During the history of his Formula One team Frank would be awards including been knighted in 1999 to be come Sir Frank Williams. He was also made a Chevalier of France's Legion d'honneur, this honour accorded for his work with Renault engines when they supplied the Williams team. In October 2012, the main road through the new Great Western Park development in Didcot was named "Sir Frank Williams Avenue" with Williams unveiling its name plate.

Frank's personal life has also been the subject of much interest with Frank married to Virginia Berry in 1974, having two sons, Jonathan and Jaime and a daughter, Claire. Virginia Williams (known by many as Ginny) would go onto the write an autobiographical book A Different Kind of Life, published 1991, that described her experiences in the Formula One team's early years as well as Frank's near-fatal accident in 1986. She was diagnosed with cancer in 2010 and died in 2013 at the age of 66. The team in remembrance of her carry a small buttery fly logo on the front nose of their cars. The Williams story would become a documentary film which showed a side of Frank and Claire in my view not normally seen.

The short summary of Frank's life and that of his team hardly does justice to what is such a complex history. Just on the Formula One team side of things it was such a complex tale with so many unique challenges including the drivers that would be seen in the Williams cars to the technical and sponsorship challenges that the team would have to face over its history to date. There were also the difficult time when Ayrton Senna was to die driving a Williams car. I would not even like to comment on the personal side of Frank's life apart from that connection having also lost my wife to cancer.

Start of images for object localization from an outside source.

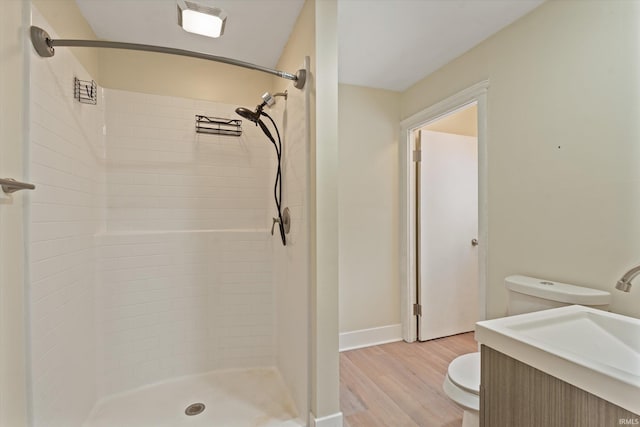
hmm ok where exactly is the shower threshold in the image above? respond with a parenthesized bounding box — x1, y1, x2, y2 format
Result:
(84, 367, 304, 427)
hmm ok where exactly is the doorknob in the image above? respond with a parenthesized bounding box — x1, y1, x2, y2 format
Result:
(471, 238, 478, 247)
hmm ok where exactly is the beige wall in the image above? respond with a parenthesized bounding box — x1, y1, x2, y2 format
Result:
(402, 0, 640, 318)
(424, 104, 477, 137)
(313, 0, 340, 420)
(272, 0, 315, 420)
(0, 1, 28, 426)
(274, 0, 315, 93)
(98, 50, 273, 107)
(31, 0, 99, 79)
(275, 0, 342, 420)
(34, 0, 277, 106)
(338, 84, 401, 333)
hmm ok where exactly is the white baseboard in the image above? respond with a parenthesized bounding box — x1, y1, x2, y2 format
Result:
(309, 411, 343, 427)
(339, 324, 403, 352)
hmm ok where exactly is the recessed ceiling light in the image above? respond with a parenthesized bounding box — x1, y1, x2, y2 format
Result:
(177, 1, 226, 38)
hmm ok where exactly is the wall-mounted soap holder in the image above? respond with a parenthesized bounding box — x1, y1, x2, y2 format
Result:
(195, 115, 242, 137)
(74, 77, 97, 105)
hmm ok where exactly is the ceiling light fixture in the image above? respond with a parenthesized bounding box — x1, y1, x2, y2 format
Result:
(177, 1, 226, 38)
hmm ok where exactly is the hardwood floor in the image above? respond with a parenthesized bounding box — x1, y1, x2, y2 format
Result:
(340, 332, 477, 427)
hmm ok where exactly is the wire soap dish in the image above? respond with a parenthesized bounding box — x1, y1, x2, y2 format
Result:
(74, 77, 97, 104)
(195, 115, 242, 137)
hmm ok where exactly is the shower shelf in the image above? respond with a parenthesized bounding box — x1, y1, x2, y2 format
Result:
(195, 115, 242, 137)
(74, 77, 97, 105)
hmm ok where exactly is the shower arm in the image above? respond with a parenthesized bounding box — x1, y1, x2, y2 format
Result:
(30, 26, 306, 90)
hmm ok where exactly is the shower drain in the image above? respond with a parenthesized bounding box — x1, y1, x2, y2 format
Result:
(185, 403, 206, 416)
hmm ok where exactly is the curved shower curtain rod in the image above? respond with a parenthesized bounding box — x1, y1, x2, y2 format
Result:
(30, 26, 306, 89)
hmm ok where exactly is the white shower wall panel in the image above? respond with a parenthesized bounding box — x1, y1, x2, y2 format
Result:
(97, 90, 279, 397)
(104, 89, 274, 231)
(271, 62, 310, 419)
(28, 8, 105, 427)
(96, 230, 275, 397)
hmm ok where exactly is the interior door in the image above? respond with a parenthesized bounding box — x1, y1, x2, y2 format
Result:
(418, 130, 478, 341)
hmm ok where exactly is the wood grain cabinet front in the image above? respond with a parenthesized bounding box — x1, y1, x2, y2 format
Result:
(480, 345, 639, 427)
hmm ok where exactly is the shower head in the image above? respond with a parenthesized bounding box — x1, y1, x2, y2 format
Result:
(261, 93, 275, 108)
(261, 91, 287, 108)
(235, 106, 261, 123)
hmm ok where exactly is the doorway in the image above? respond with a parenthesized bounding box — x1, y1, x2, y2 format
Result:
(399, 81, 488, 342)
(415, 106, 478, 340)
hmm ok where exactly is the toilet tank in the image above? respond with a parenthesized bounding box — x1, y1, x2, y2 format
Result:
(505, 275, 611, 315)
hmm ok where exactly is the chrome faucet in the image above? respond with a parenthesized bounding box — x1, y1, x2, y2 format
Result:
(615, 264, 640, 292)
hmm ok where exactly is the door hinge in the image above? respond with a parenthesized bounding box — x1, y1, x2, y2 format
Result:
(412, 149, 421, 162)
(413, 303, 422, 316)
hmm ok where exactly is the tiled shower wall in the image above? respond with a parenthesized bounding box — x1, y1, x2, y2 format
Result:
(97, 90, 277, 396)
(28, 9, 105, 427)
(96, 230, 274, 396)
(104, 90, 273, 231)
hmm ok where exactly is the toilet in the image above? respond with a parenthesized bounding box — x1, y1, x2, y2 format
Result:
(442, 275, 611, 427)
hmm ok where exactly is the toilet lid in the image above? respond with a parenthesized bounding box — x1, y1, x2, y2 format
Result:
(447, 352, 480, 395)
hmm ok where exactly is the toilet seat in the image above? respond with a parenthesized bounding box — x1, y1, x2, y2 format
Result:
(447, 352, 480, 394)
(442, 352, 480, 412)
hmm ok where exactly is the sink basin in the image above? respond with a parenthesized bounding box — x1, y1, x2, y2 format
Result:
(476, 305, 640, 415)
(508, 309, 640, 377)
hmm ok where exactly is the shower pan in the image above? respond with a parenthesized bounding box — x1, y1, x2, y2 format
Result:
(26, 9, 310, 427)
(84, 368, 302, 427)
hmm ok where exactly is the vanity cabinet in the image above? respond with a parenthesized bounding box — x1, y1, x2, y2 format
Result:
(480, 345, 639, 427)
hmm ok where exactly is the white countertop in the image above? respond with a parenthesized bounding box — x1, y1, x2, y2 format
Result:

But what has made me follow Williams for all these years. I suppose it started with me been interested in the small team up against the might of the bigger Formula One teams, something that I might add has continued to this day. Yes success has played a part but there has been many years where the lack of success could have driven me away but it hasn't. What has kept me as a fan for all these years is the knowledge that this team will always fight on and that Frank will be a part of this story, even if he does not now have the same role that he had in the past. I have never been a fan of any particular driver but I have always had this commitment to support Frank and his team. Even though I can not claim to know Frank or his family or any of the inner workings of the Williams team I still find their story as one that I can say I take pride in having followed for all these years. I just hope that both Frank and his team are around for many more years to come.